Optimasi Klasifikasi Hate Speech dan Offensive Language melalui Frozen RoBERTa Feature Extraction dan Random Forest


Authors

  • Marsha Cahyani Dwisyakilla Universitas Islam Negeri Sultan Syarif Kasim Riau, Pekanbaru, Indonesia
  • Surya Agustian Universitas Islam Negeri Sultan Syarif Kasim Riau, Pekanbaru, Indonesia
  • Novriyanto Novriyanto Universitas Islam Negeri Sultan Syarif Kasim Riau, Pekanbaru, Indonesia
  • Muhammad Affandes Universitas Islam Negeri Sultan Syarif Kasim Riau, Pekanbaru, Indonesia

DOI:

https://doi.org/10.47065/bulletincsr.v6i4.1157

Keywords:

HASOC 2021; Hate Speech; Offensive Content; RoBERTa; Random Forest; Handcrafted Features

Abstract

Hate speech and offensive content detection on social media remains a significant challenge in Natural Language Processing (NLP) due to the characteristics of Twitter data, which are typically short, informal, and contain various elements such as mentions, URLs, hashtags, and emotional expressions that complicate the classification process. End-to-end Transformer fine-tuning approaches generally require substantial computational resources; therefore, this study explores a more computationally efficient approach by utilizing RoBERTa as a frozen feature extractor combined with Random Forest as the classifier. This approach enables the exploitation of contextual representations generated by Transformer models without requiring full model retraining.The study employs the HASOC 2021 English Track dataset, which consists of two classification tasks: Task A for binary classification (HOF and NOT) and Task B for multi-class classification (HATE, OFFN, PRFN, and NONE). The classification pipeline is optimized through the incorporation of handcrafted features, oversampling, Random Forest hyperparameter tuning, and threshold tuning in specific scenarios. Model performance is evaluated using accuracy, precision, recall, and F1-macro, with F1-macro serving as the primary metric due to class imbalance. The best-performing model achieved an F1-macro score of 0.80 on Task A and 0.64 on Task B. These results indicate that the combination of frozen RoBERTa representations and Random Forest provides strong performance for binary hate speech and offensive content classification.

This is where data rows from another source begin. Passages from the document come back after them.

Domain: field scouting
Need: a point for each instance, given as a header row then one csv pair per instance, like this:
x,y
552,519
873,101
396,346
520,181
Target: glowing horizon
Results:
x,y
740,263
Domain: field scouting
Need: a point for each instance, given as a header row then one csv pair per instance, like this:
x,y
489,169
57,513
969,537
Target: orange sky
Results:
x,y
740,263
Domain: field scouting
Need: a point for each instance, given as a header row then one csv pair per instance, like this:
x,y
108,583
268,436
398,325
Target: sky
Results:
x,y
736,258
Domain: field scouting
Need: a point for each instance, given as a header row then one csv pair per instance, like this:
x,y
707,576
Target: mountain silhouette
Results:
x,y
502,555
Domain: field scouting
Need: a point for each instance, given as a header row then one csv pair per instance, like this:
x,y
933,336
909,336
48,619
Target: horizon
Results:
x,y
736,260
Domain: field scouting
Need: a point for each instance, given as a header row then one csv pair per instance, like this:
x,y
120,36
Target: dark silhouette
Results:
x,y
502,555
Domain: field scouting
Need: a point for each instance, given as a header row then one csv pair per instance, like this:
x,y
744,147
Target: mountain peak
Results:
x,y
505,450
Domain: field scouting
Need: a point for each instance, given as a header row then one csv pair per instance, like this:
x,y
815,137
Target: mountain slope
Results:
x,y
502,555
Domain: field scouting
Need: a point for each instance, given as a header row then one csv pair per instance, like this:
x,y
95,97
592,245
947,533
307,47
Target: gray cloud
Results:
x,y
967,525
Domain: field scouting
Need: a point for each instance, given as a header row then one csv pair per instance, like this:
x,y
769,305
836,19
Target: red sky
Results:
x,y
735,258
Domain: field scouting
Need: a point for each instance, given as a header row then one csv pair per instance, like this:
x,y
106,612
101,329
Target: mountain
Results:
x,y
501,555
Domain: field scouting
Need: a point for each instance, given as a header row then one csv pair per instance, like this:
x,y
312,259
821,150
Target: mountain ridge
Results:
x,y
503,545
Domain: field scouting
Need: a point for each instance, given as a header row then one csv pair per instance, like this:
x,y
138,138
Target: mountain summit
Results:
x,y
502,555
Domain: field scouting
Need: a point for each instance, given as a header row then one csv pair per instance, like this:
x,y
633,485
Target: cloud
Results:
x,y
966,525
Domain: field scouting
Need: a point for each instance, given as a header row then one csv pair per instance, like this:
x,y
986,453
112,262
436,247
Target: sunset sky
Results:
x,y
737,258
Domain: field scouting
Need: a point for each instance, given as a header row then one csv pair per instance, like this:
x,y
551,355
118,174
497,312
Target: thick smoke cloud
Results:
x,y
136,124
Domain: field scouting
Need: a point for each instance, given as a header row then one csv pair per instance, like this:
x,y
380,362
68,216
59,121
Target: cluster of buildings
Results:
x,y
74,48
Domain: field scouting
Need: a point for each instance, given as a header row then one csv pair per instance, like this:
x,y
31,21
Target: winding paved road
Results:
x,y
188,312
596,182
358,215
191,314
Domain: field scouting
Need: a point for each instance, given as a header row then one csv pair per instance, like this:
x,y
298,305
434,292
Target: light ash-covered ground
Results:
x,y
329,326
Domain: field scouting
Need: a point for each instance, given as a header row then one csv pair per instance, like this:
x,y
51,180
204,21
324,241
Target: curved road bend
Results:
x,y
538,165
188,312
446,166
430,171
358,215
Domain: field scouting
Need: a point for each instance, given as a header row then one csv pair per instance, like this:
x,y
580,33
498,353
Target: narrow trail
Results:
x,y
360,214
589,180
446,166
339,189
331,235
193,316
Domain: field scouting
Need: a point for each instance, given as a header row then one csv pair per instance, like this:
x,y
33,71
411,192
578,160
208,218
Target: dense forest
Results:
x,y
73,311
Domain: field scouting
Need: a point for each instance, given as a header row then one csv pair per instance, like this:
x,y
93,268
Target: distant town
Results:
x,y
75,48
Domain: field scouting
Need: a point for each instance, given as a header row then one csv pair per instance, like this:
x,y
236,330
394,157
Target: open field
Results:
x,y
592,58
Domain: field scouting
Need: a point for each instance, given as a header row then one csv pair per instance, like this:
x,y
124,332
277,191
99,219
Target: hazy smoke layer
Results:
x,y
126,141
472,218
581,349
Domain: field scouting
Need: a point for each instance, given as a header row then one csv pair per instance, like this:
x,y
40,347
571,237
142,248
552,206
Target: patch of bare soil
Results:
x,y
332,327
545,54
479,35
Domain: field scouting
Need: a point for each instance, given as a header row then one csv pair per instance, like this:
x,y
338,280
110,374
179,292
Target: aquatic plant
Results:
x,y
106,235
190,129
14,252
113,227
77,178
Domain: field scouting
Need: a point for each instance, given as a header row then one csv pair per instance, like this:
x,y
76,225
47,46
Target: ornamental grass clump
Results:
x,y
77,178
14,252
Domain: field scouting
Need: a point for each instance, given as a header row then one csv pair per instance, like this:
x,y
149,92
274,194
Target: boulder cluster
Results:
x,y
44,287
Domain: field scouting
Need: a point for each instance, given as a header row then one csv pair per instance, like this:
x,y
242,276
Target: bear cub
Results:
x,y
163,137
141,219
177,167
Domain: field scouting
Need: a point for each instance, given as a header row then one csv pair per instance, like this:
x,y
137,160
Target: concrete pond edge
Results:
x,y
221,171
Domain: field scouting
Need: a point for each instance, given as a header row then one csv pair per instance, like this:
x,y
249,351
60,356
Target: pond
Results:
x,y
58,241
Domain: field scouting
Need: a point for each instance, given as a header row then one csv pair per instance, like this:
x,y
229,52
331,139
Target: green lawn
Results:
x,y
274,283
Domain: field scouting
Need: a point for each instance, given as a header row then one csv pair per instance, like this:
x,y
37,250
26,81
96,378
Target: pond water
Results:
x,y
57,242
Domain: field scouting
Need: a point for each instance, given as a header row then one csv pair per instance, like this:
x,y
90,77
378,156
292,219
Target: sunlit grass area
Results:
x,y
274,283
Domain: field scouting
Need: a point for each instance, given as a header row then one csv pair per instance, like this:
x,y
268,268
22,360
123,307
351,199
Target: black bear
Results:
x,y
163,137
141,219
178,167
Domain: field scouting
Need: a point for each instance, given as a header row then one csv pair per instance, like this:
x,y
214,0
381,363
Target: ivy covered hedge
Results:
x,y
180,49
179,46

However, the performance on Task B highlights the difficulty of distinguishing linguistically similar categories, such as HATE, OFFN, and PRFN, suggesting that fine-grained multi-class classification remains a challenging task. Overall, the findings indicate that RoBERTa-based frozen feature extraction constitutes a computationally efficient alternative for hate speech detection on English Twitter data, although further improvements are required to enhance performance in multi-class classification settings.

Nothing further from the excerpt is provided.